Owing to declining realisations and raw material costs, Ramco’s EBITDA per tonne has been flattish in the same period. The consensus estimates of ₹1,000 per tonne by FY28 are reliant on waiver of the mineral tax, and contained power and fuel costs. The expectation also relies on higher green energy share and operating leverage from a higher capacity and improved utilisation; we expect these are more likely to be realised.

Financials

The company reported a 5 per cent year-on-year growth in 9MFY26 to ₹6,418 crore, but profit growth of 163 per cent to ₹163 crore, owing to improved realisations and lower power costs. It has a net debt to EBITDA of 2.8 times in December 2025, which has improved from 3.5 times in March 2025. The reduction has been driven by disposal of non-core assets of close to ₹1,000 crore in the last two years. The company has earmarked ₹200 crore more for disposal shortly. The next leg of capital expenditure includes debottlenecking and brownfield expansion, which should be low-cost.

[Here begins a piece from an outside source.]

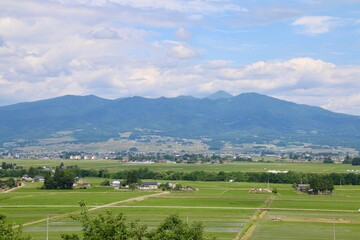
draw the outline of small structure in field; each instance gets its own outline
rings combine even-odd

Overall, Ramco Cements is at a position where revenue growth prospects are, to an extent, offset by margin pressures. At the same time, valuation at one-year forward EV/EBITDA of 14 times is not excessive, while at the same time not cheap, given its relatively-smaller size and regional focus in an industry dominated by UltraTech and Ambuja.

Peers UltraTech, Ambuja and Shree Cements trade at 18.6, 16 and 15 times respectively. Considering these, the risk-reward appears balanced.